While Vetrimaaran had the craft to make Visaranai a compelling film, the real experience lies with Chandrakumar, who spent months in a jail in Guntur in Andhra Pradesh for a theft crime that he swore he did not commit. “There are many forms and intentions of torture. In my torture, killing me was not their motive; breaking my spirit was their intention. The ultimate aim was to make me say something they wanted heard… to become a man they wanted me to be. To bring my soul under their authority." he told CNN News18.

Speaking of his own story, Chandrakumar said only about a third of what was in his book became Visaranai. “The torture happened forty years ago… but I remember what happened...They'll make us sit with our backs to the wall and legs stretched out together. A man sits astride our laps to hold us down. They'll focus on the top-end of our feet and rain blows. Each will send up a shock that reach our scalps. Kneecaps, knuckles, and other areas with sensitivity will be targeted. The flesh at the points where the blows landed had decomposed over time, leaving behind barren holes. I knew of a remedy that I'd learnt when I was young. It was Siddha. You convert the lathi-wound into a burn, so that it heals over. Hot coal is sharpened to have pointed ends and laid on the wounds to enable the flesh and skin to tide over the wounds..."

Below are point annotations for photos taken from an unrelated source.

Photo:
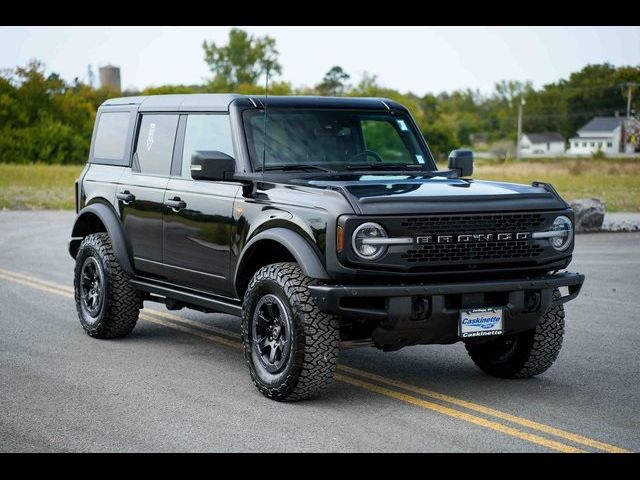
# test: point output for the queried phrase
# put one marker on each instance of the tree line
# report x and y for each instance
(44, 118)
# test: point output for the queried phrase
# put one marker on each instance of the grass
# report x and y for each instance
(37, 186)
(616, 181)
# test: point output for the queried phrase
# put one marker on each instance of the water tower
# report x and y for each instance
(110, 77)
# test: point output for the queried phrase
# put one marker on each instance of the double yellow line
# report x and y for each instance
(518, 427)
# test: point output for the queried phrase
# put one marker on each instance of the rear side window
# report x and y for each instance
(156, 139)
(111, 137)
(205, 132)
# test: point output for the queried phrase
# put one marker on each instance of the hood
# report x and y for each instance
(411, 194)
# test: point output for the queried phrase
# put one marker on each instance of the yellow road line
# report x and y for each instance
(186, 321)
(38, 281)
(482, 422)
(499, 427)
(531, 424)
(147, 315)
(206, 336)
(487, 411)
(39, 286)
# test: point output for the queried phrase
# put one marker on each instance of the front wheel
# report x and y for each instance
(291, 347)
(525, 354)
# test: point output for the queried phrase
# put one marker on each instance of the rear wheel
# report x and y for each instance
(107, 304)
(291, 347)
(524, 354)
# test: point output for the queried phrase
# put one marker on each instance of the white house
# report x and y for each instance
(543, 143)
(601, 133)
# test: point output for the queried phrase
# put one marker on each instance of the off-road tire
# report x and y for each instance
(315, 335)
(121, 302)
(533, 353)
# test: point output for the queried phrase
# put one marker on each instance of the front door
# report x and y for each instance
(198, 216)
(141, 191)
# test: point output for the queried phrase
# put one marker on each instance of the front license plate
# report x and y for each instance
(480, 322)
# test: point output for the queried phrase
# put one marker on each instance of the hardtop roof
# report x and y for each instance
(222, 101)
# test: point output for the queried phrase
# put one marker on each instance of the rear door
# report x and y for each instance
(140, 195)
(197, 229)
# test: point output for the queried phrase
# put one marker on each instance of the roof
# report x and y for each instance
(544, 137)
(602, 124)
(222, 101)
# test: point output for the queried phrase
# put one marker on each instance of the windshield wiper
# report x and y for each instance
(385, 166)
(297, 166)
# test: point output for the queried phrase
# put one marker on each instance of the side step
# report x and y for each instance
(189, 297)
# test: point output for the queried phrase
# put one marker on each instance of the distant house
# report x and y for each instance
(543, 143)
(601, 133)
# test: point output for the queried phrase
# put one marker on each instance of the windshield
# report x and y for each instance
(333, 140)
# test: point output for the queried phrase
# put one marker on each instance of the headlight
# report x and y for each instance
(366, 241)
(560, 234)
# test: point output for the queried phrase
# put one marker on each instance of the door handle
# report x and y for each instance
(176, 204)
(127, 197)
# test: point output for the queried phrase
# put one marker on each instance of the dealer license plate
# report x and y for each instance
(480, 322)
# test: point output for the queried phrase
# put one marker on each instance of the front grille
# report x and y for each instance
(459, 252)
(462, 224)
(472, 252)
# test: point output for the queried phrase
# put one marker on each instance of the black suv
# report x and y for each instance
(324, 223)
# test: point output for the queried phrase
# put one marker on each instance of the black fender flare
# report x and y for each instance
(295, 243)
(108, 217)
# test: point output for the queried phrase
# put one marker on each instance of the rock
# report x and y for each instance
(589, 214)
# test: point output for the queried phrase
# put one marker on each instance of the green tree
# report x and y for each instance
(334, 82)
(243, 60)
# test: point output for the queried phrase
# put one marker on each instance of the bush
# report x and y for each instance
(46, 142)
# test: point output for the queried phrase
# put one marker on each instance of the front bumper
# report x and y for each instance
(428, 313)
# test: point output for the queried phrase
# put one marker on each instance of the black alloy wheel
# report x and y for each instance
(271, 333)
(92, 287)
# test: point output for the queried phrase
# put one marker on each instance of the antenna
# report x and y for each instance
(264, 128)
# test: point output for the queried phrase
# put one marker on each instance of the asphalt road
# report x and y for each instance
(179, 382)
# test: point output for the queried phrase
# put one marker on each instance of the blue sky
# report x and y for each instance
(418, 59)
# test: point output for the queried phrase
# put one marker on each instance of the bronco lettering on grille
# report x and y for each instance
(472, 237)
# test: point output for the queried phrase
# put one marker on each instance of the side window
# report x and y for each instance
(111, 137)
(156, 138)
(205, 132)
(381, 137)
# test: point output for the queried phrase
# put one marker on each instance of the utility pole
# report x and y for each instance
(521, 104)
(90, 75)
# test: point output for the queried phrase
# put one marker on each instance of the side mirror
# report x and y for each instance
(461, 160)
(212, 165)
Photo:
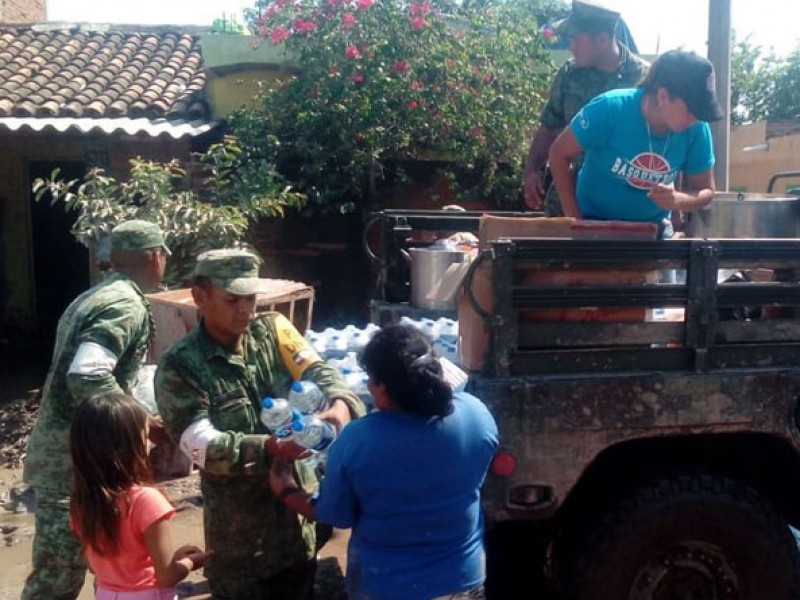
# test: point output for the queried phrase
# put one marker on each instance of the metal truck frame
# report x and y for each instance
(645, 460)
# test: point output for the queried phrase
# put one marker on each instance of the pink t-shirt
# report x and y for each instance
(132, 568)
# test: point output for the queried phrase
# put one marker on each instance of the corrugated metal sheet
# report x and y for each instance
(176, 128)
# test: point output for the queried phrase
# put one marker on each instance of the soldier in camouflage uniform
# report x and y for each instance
(209, 388)
(101, 343)
(600, 63)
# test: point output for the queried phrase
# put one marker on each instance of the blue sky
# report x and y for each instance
(656, 24)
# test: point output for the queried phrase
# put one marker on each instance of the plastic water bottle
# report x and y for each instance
(309, 431)
(277, 416)
(356, 341)
(306, 397)
(448, 329)
(430, 328)
(361, 388)
(336, 346)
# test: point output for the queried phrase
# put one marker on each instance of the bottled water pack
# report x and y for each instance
(305, 397)
(311, 432)
(277, 416)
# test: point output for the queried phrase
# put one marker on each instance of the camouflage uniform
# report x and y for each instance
(115, 315)
(572, 88)
(258, 544)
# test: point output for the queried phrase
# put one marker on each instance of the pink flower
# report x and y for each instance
(279, 35)
(418, 23)
(400, 66)
(420, 9)
(348, 20)
(303, 26)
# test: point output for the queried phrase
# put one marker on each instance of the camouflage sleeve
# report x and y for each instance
(331, 383)
(302, 362)
(117, 326)
(184, 407)
(553, 115)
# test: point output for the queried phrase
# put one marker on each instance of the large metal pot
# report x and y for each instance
(740, 215)
(428, 268)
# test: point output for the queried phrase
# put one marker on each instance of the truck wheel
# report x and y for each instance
(688, 537)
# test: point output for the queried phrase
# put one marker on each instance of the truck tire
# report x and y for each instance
(688, 537)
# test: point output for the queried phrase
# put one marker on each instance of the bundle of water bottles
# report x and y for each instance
(341, 348)
(296, 416)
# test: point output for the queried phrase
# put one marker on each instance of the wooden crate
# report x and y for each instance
(175, 312)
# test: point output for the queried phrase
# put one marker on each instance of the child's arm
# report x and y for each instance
(171, 566)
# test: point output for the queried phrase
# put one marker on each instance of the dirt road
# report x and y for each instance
(17, 529)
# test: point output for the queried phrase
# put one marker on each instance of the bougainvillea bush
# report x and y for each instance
(374, 82)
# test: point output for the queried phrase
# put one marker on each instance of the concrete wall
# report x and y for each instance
(17, 150)
(236, 67)
(758, 151)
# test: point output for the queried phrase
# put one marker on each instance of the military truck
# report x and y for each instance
(643, 457)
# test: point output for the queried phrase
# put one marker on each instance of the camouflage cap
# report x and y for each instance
(233, 270)
(588, 16)
(137, 234)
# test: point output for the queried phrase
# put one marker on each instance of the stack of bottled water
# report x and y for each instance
(442, 332)
(338, 343)
(340, 348)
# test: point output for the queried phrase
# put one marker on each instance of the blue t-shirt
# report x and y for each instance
(409, 486)
(622, 162)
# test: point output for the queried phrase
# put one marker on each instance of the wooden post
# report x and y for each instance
(719, 53)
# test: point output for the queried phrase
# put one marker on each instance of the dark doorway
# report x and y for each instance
(60, 262)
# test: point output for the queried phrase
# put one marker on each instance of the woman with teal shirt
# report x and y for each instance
(636, 142)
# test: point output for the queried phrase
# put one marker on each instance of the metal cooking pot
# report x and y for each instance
(428, 266)
(740, 215)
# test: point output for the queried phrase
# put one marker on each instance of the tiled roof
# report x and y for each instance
(82, 73)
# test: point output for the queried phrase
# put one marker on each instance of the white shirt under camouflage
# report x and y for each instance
(113, 320)
(252, 533)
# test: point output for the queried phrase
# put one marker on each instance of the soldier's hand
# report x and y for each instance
(281, 476)
(158, 434)
(338, 414)
(193, 553)
(534, 189)
(285, 448)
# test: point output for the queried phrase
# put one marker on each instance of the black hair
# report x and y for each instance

Vetrimaaran belongs in a crop of moviemakers, populated by the eccentric Mysskin and the tenacious Ram, who have attempted to portray the anomalies in the criminal justice system as they were; secondly, this crop makes an honest bid for realism in their movies. No one is overtly heroic-- the protagonists are shown with their warts. As far as police brutality is concerned, Vetrimaaran believes Tamil Cinema needs to do a soul-searching: “First and foremost...film writers and actors should stop glorifying custodial violence and police brutality in the name of heroism. Cops trying to take the judicial system in hand are being glorified as the greatest heroes on screen...every cop is doing that, feeding the wrong notion in people... and it feels right for the common man when a cop does this. However grave the mistake is or unpardonable of the mistakes..but there is a system. You put that man in the court!"